Resilience as classes resume for University, College and Form Six students

Tuesday June 2 2020


By Paul Raphael

Yesterday June 1, was a back to school day for University, College and six students. It’s no secret that this ‘back to school’ experience was like no other before – for students, their parents/guardians as well as educators.  
Our response to Covid-19 from the individual to community to national level has necessitated adjustments in how we go about our day-to-day life.
One big change – instituted by the government – was the closure of schools across the country.
The day-to-day learning experience of an ordinary student changed drastically – from a classroom setting to self-learning at home, which as we all know requires discipline and self motivation.
This also meant adjustments for educators on how to deliver a learning experience to student’s at home as well as parents managing the changes at home.
We’ve witnessed technology being used to address some of the challenges arising from this experience.
From instruction videos on YouTube, Khan Academy and the like to lessons over zoom/skype calls to learning platforms that are bespoke to specific learning institutions and curricula such as Vodacom Foundation’s instantschools, smartclass, shuledirect, mtabeapp, etc.
All these are addressing the learn-from-home experience in the current condition. With a smart phone and data (even feature phone and phone credit in case of mtabe app) student’s had access to educational content to fill up their learning experience. These initiatives are not the whole answer to the challenge at hand –access to technologies such as  smartphones is not universal in Tanzania.  
Access to content is not only limited by devices. Electricity, network coverage, data and phone credit all contribute to access.
Solving this part of the access equation involves the learners and more so infrastructure providers such as telecom companies.
We saw various initiatives by the likes of Vodacom Tanzania as a contribution to solving the access problem.
A notable contribution was in the form of zero-rated educational sites. Hisham Hendi, CEO of Vodacom Tanzania notes, “As a responsible corporate citizen of Tanzania, we saw the need to empower learners during the time of school closure due to COVID and decided to extend our Instant Schools ‘free education; proposition by offering free access to other educational websites in Tanzania, allowing learners from all stages to access their school websites and other resources for free.”
This means a person with a Vodacom simcard can access these specific educational sites even when they have 0 MBs on their smarphone! Educational websites zero-rated by Vodacom include smart Class, DIT E-Learning, Smart Class Africa, UDSM’s Learning Management System and Shule Direct and Vodacom’s Instant Schools.
Other sites include that of the Ministry of Health, Ministry of Information and Directorate of Information Services.
 This zero-rating initiative is a much needed contribution in helping students and educators to cope with current circumstances.
What changes as university, college and form six students get back to school?
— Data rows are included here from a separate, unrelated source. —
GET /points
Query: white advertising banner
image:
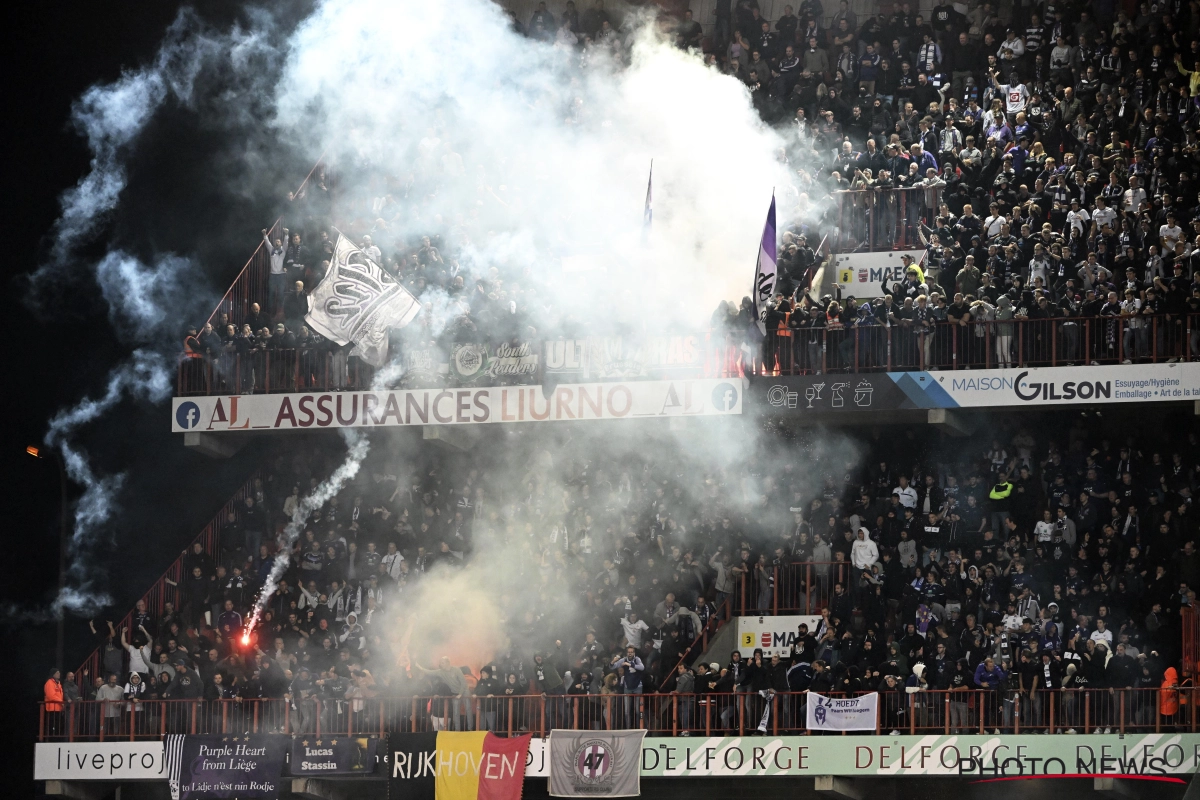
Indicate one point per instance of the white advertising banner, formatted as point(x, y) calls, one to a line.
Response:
point(773, 635)
point(861, 275)
point(478, 405)
point(841, 714)
point(99, 761)
point(1152, 383)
There’s no doubt the learning experience this time round comes with washing hands with clean water and soap, using sanitizers, wearing masks and social distancing.
We will most likely continue to see extensive use of technology in all facets of the learning experience –registration, payments, lectures, discussions, seminars, testing/examination, research etc.
 Vodacom Tanzania invites submissions of more educational portals and websites to be zero rated. “We welcome administrators from government schools including primary, secondary and higher learning institutions  in order to have their portals and other relevant online resources for their students zero rated during this time,” says Hisham Hendi, Vodacom Tanzania CEO.
While there is no one solution to the challenges of the learning experience during this time, every small contribution is part of the solution.
From zero rated educational websites, to parents and guardians picking up the instructor mantle at home, to hand washing, using sanitizers and social distancing in schools, to local online solutions serving educational content catered for students and much more – all are part of the solution.
We must all as a community contribute in whichever way we can, no matter how small that may seem, to ensure everyone’s safety during these times. That way we remain resilient and win this fight.